Researchers from the University of Helsinki, in Finland, found the molecule code-named BT13 has the potential to both boost levels of dopamine – the chemical lost in the degenerative condition – and protect the dopamine-producing brain cells from dying.

A newly-published study has shown that injecting the molecule in mice has led to an increase in dopamine levels, while also activating specific receptor in their brains to protect the cells.

There are hopes to progress the research into clinical trials within the next few years.

Professor David Dexter, deputy director of research at charity Parkinson’s UK, which co-funded the study, said: “People with Parkinson’s desperately need a new treatment that can stop the condition in its tracks, instead of just masking the symptoms.

Parkinson's UK David Dexter
Professor David Dexter is deputy director of research at Parkinson’s UK (Credit: Parkinson’s UK)

“One of the biggest challenges for Parkinson’s research is how to get drugs past the blood-brain barrier, so the exciting discovery of BT13 has opened up a new avenue for research to explore, and the molecule holds great promise as a way to slow or stop Parkinson’s.

“More research is needed to turn BT13 into a treatment to be tested in clinical trials, to see if it really could transform the lives of people living with Parkinson’s.”


Current Parkinson’s treatments can’t slow down onset of disease

Parkinson’s is a long-term degenerative disorder of the central nervous system, which mainly the area of the brain that controls movement – leading to a slow onset of symptoms including tremors, rigidity and slow movement.

More than 10 million people worldwide are estimated to be living with Parkinson’s disease, according to the US-based Parkinson’s Foundation, with the Parkinson’s News Today website saying it affects 1,900 per 100,000 among those aged over 80,

Typically, by the time people are diagnosed with the condition, they have already lost between 70% and 80% of their dopamine-producing cells, which are involved in co-ordinating movement.

While current treatments mask the symptoms, there is nothing that can slow down its progression or prevent more brain cells from being lost.

As dopamine levels continue to fall, symptoms get worse and new symptoms can appear.


Why scientists believe they’ve made new breakthrough in Parkinson’s disease treatment by building on GDNF research

The Finnish researchers are now working to improve the properties of BT13 to make it more effective as a potential treatment that could benefit many people living with the disease.

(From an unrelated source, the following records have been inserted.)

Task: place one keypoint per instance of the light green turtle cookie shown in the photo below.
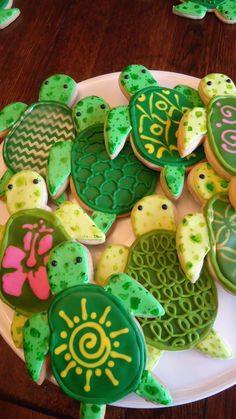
(7, 14)
(32, 130)
(225, 10)
(97, 350)
(151, 120)
(152, 260)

The study, which was published online yesterday (17 February) in the journal Movement Disorders, builds on previous research on another molecule that targets the same receptors in the brain.

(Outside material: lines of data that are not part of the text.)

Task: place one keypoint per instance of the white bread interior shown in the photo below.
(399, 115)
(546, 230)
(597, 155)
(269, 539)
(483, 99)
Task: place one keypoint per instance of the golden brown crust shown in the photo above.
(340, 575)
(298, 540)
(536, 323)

GDNF – or glial cell line-derived neurotrophic factor – is an experimental treatment for Parkinson’s discovered in 1993 that has been shown to bring dying brain cells back to life and particularly effective in dopamine neurons.

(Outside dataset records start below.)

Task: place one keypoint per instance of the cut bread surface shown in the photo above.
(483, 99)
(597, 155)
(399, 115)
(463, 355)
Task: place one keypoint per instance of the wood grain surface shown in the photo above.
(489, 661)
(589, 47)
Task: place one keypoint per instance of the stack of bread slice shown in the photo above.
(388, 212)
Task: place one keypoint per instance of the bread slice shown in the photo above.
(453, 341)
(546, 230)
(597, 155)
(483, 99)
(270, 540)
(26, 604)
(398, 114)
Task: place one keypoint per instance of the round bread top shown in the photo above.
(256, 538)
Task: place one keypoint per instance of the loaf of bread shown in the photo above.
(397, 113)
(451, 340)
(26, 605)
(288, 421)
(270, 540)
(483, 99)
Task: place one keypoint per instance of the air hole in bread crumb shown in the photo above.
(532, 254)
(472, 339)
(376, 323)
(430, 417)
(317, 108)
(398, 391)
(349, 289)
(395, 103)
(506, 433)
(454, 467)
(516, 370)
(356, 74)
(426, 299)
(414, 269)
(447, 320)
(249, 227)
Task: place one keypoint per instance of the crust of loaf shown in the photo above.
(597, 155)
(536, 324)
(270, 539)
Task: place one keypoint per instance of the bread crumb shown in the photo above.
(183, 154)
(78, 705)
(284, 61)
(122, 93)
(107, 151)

It was the subject of a BBC documentary in February 2019 that followed a phase two trial in Bristol involving 42 patients. While the results weren’t clear cut, GDNF has shown promise to restore damaged cells in people with Parkinson’s.

However, the GDNF protein requires complex robot-assisted surgery to deliver the treatment to the brain because it’s a large molecule that can’t cross the blood-brain barrier – a protective wall that prevents some drugs from getting into the brain.

BT13 is a smaller molecule that is able to cross the blood-brain barrier – and therefore could be more easily administered as a treatment if shown to be beneficial in further clinical trials.

Dr Yulia Sidorova, lead researcher on the study, said: “We are constantly working on improving the effectiveness of BT13.

“We are now testing a series of similar BT13 compounds, which were predicted by a computer programme to have even better characteristics.

“Our ultimate goal is to progress these compounds to clinical trials in a few coming years.”